Think about what would happen to, say, restaurant food prices, if the gov't agreed to pay for poor/elderly guests, but then only reimbursed the restaurant 50% of costs. The poor/elderly would now eat out at restaurants a lot more (hey, it's free!), and the restaurant could only stay in business if it charged it's paying customers exorbitant prices. Employers would offer "restaurant insurance" as compensation... do I even have to go any further?
second sentence above, "results" should be "which results".
Government involvement is exactly that hammer!
Under new Bill, Health insurance is a must, but now you can easily find health insurance for your family under $40 http://bit.ly/bYoNQH
Under Health Care Reform, Health insurance is a must, but now you can easily find health insurance for $40 http://bit.ly/bYoNQH
"government involvement is not the problem, cost is."
I'm not sure what to say to someone who would write that sentence, but I hope you stick around and talk to us a lot.
...'cause we have a lot to learn from you, apparently, and you might pick up a thing or two from us.

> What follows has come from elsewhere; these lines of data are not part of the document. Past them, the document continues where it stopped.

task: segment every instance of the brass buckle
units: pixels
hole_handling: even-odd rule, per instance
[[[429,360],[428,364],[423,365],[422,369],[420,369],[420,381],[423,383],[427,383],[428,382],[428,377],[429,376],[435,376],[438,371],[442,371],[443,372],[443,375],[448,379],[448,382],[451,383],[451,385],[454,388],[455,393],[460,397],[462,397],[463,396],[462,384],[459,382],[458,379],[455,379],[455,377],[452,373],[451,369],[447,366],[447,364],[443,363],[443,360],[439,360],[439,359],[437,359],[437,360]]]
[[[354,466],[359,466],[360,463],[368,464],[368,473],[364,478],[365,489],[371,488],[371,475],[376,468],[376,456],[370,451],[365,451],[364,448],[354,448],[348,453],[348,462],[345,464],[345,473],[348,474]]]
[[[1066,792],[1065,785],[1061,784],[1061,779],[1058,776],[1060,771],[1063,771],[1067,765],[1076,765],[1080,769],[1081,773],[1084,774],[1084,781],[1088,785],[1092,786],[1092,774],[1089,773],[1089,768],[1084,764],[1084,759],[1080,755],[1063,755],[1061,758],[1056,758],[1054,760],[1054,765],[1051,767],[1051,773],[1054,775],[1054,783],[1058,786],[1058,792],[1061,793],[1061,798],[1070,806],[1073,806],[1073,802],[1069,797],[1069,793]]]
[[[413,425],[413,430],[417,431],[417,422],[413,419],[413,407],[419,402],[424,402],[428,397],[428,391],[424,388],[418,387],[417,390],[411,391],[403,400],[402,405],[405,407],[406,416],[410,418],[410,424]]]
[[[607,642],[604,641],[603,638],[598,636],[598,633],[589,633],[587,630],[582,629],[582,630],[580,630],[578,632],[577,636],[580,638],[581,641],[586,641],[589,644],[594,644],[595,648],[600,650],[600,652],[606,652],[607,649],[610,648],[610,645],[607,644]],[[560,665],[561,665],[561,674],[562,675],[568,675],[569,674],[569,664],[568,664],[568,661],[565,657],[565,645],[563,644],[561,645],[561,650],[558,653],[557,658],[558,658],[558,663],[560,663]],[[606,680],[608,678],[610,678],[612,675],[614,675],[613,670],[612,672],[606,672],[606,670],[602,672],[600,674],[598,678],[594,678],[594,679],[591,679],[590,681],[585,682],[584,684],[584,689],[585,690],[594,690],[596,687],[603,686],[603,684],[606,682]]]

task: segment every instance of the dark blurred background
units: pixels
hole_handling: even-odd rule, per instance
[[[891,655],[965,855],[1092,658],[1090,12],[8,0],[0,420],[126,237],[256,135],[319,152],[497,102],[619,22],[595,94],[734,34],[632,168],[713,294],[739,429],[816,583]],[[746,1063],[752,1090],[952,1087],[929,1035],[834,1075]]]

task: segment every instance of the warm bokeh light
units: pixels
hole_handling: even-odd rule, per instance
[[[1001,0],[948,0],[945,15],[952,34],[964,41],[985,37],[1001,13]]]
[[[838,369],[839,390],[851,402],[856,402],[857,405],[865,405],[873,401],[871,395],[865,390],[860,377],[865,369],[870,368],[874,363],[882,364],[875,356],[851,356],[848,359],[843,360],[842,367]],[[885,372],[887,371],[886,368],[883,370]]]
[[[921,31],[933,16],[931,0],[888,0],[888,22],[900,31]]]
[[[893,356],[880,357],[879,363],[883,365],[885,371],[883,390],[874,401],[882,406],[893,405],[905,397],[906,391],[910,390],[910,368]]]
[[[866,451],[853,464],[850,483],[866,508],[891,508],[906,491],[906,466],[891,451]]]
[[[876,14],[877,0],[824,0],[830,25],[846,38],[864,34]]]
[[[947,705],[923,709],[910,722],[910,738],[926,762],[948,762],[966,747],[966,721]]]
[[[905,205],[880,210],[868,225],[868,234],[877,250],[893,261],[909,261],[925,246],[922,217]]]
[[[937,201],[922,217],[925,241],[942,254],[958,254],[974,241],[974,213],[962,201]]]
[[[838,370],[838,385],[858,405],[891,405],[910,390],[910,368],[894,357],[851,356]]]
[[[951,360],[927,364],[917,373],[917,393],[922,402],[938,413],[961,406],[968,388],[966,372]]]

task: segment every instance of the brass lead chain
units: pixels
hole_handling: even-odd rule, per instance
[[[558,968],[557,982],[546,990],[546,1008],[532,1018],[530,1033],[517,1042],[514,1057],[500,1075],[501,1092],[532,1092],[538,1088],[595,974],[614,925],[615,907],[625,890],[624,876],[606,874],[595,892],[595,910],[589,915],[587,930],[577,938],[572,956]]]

No reform will take place until we have a crisis, so we might as well resign ourselves to that. We have massive middle class entitlements while the truly needy suffer. We voted for the individuals who put us into this mess, so I guess we deserve what we're getting. I just wish there would be a politician who would talk to the American people like they are adults, and be honest about the tough choices we face.